Accumulating findings have disclosed that the mTORC1 signaling pathway, constitutively activated in almost all kinds of malignancies, is widely involved in cancer cell survival, growth, angiogenesis, migration, invasion and chemoresistance [27,28]. For LEMD1, multiple underlying oncogenic signaling pathways have been reported. For instance, Li et al. elucidated the promotive roles of LEMD1 in gastric cancer cell growth by the activation of PI3K/AKT signaling [6]. Xu et al. reported that LEMD1 facilitated thyroid cancer cell growth and metastasis via epithelial mesenchymal transition and activation of Wnt/β-catenin signaling [29]. In this study, due to GSEA, LEMD1 was proved as an upstream positive regulator of the mTORC1 signaling pathway by phosphorylation in PC cells. In addition, blockage of mTORC1 effectively abolished the stimulative influences of cell growth, migration and invasion induced by LEMD1. All the results in this aspect suggested that LEMD1 facilitated cancer cell aggressiveness via mTORC1 signaling in PC.

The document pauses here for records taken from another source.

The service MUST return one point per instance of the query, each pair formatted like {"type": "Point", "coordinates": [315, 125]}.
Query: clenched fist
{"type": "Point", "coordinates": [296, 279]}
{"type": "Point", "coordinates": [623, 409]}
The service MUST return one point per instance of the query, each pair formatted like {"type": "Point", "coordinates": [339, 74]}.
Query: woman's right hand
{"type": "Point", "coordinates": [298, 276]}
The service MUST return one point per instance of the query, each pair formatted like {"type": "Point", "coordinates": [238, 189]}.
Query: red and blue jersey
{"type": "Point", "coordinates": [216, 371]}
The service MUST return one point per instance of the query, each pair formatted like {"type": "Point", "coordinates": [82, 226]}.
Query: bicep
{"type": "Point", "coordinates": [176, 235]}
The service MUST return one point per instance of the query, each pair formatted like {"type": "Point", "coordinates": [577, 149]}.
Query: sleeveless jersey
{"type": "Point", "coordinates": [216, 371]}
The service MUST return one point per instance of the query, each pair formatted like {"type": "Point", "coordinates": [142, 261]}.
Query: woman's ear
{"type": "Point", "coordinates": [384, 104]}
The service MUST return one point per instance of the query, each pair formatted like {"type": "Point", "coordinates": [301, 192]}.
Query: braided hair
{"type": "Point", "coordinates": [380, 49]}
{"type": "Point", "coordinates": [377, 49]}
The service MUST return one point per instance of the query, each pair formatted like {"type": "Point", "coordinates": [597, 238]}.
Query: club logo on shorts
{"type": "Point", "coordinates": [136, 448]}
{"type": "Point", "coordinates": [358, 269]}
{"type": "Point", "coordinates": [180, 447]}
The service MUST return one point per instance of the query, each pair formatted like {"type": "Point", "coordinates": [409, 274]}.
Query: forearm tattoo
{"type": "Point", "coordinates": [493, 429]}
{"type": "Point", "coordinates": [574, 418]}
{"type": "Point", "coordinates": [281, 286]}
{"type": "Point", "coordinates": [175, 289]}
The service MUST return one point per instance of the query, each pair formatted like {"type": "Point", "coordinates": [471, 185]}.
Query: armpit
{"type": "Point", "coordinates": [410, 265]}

Although we reported LEMD1-dependent tumorigenesis in PC for the first time, there are still several limitations in our study. First, we knockdown/overexpress LEMD1 in only one cell line, not many cell lines to prove the data obtained. In addition, the precise mechanism (indirect/direct) of LEMD1 participating in the p53 and mTORC1 signaling remains unclear. Besides, whether any mechanic relationships underlying p53 and mTORC1 signaling that are responsible for cancer aggressiveness by LEMD1 existed in PC? For above limitations, further explorations are needed to fill gaps in the future.

Conclusions

Our study first revealed that LEMD1 was upregulated in PC and predicted poor overall and disease-free survival. Overexpression of LEMD1 facilitated PC cell proliferation and metastasis, inducing cell cycle progression and apoptosis resistance, by repression of p53 and activation of the mTORC1 signaling pathway. This may provide a new potential target for PC prognosis and therapy.